I can't help it, I'm crazy about thoroughbred horses. I've always been that way. When I was ten years old and saw I was growing to be big and couldn't be a rider I was so sorry I nearly died. Harry Hellinfinger in Beckersville, whose father is Postmaster, is grown up and too lazy to work, but likes to stand around in the street and get up jokes on boys like sending them to a hardware store for a gimlet to bore square holes and other jokes like that. He played one on me. He told me that if I would eat a half a cigar I would be stunted and not grow any more and maybe could be a rider. I did it. When father wasn't looking I took a cigar out of his pocket and gagged it down some way. It made me awful sick and the doctor had to be sent for, and then it did no good. I kept right on growing. It was a joke. When I told what I had done and why most fathers would have whipped me but mine didn't.
Well, I didn't get stunted and didn't die. It serves Harry Hellinfinger right. Then I made up my mind I would like to be a stable boy, but had to give that up too. Mostly niggers do that work and I knew father wouldn't let me go into it. No use to ask him.
If you've never been crazy about thoroughbreds it's because you've never been around where they are much and don't know any better. They're beautiful. There isn't anything so lovely and clean and full of spunk and honest and everything as some race horses. On the big horse farms that are all around our town Beckersville there are tracks and the horses run in the early morning. More than a thousand times I've got out of bed before daylight and walked two or three miles to the tracks. Mother wouldn't of let me go but father always says, "Let him alone." So I got some bread out of the bread box and some butter and jam, gobbled it and lit out.
At the tracks you sit on the fence with men, whites and niggers, and they chew tobacco and talk, and then the colts are brought out. It's early and the grass is covered with shiny dew and in another field a man is plowing and they are frying things in a shed where the track niggers sleep, and you know how a nigger can giggle and laugh and say things that make you laugh. A white man can't do it and some niggers can't but a track nigger can every time.
And so the colts are brought out and some are just galloped by stable boys, but almost every morning on a big track owned by a rich man who lives maybe in New York, there are always, nearly every morning, a few colts and some of the old race horses and geldings and mares that are cut loose.
It brings a lump up into my throat when a horse runs. I don't mean all horses but some. I can pick them nearly every time. It's in my blood like in the blood of race track niggers and trainers. Even when they just go slop-jogging along with a little nigger on their backs I can tell a winner. If my throat hurts and it's hard for me to swallow, that's him. He'll run like Sam Hill when you let him out. If he don't win every time it'll be a wonder and because they've got him in a pocket behind another or he was pulled or got off bad at the post or something. If I wanted to be a gambler like Henry Rieback's father I could get rich. I know I could and Henry says so too. All I would have to do is to wait 'til that hurt comes when I see a horse and then bet every cent. That's what I would do if I wanted to be a gambler, but I don't.
When you're at the tracks in the morning—not the race tracks but the training tracks around Beckersville—you don't see a horse, the kind I've been talking about, very often, but it's nice anyway. Any thoroughbred, that is sired right and out of a good mare and trained by a man that knows how, can run. If he couldn't what would he be there for and not pulling a plow?
Well, out of the stables they come and the boys are on their backs and it's lovely to be there. You hunch down on top of the fence and itch inside you. Over in the sheds the niggers giggle and sing. Bacon is being fried and coffee made. Everything smells lovely. Nothing smells better than coffee and manure and horses and niggers and bacon frying and pipes being smoked out of doors on a morning like that. It just gets you, that's what it does.
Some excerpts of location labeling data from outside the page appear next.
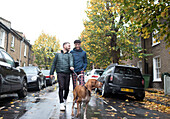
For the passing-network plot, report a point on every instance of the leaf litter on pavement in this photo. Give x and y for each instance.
(157, 101)
(152, 101)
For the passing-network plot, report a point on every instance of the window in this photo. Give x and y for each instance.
(2, 38)
(155, 40)
(24, 64)
(156, 69)
(1, 57)
(12, 42)
(139, 43)
(8, 59)
(139, 65)
(25, 51)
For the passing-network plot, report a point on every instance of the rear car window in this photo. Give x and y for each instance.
(128, 71)
(97, 72)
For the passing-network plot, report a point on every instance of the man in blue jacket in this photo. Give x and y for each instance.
(63, 64)
(80, 62)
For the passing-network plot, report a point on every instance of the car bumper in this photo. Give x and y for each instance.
(48, 81)
(125, 89)
(32, 84)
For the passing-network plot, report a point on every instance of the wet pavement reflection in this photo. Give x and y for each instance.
(44, 104)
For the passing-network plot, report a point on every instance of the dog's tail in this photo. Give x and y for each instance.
(78, 78)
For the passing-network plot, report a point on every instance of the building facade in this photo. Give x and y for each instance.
(155, 65)
(16, 44)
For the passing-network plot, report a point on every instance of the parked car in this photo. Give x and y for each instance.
(35, 77)
(93, 74)
(47, 76)
(12, 78)
(122, 79)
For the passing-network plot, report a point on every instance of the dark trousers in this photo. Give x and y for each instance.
(81, 79)
(64, 82)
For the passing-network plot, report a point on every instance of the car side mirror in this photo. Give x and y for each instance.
(100, 73)
(16, 64)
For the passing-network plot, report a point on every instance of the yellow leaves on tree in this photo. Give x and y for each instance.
(44, 50)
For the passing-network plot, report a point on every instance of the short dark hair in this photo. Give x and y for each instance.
(77, 41)
(65, 43)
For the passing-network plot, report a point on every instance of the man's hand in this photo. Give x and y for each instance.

But about Saratoga. We was there six days and not a soul from home seen us and everything came off just as we wanted it to, fine weather and horses and races and all. We beat our way home and Bildad gave us a basket with fried chicken and bread and other eatables in, and I had eighteen dollars when we got back to Beckersville. Mother jawed and cried but Pop didn't say much. I told everything we done except one thing. I did and saw that alone. That's what I'm writing about. It got me upset. I think about it at night. Here it is.
At Saratoga we laid up nights in the hay in the shed Bildad had showed us and ate with the niggers early and at night when the race people had all gone away. The men from home stayed mostly in the grandstand and betting field, and didn't come out around the places where the horses are kept except to the paddocks just before a race when the horses are saddled. At Saratoga they don't have paddocks under an open shed as at Lexington and Churchill Downs and other tracks down in our country, but saddle the horses right out in an open place under trees on a lawn as smooth and nice as Banker Bohon's front yard here in Beckersville. It's lovely. The horses are sweaty and nervous and shine and the men come out and smoke cigars and look at them and the trainers are there and the owners, and your heart thumps so you can hardly breathe.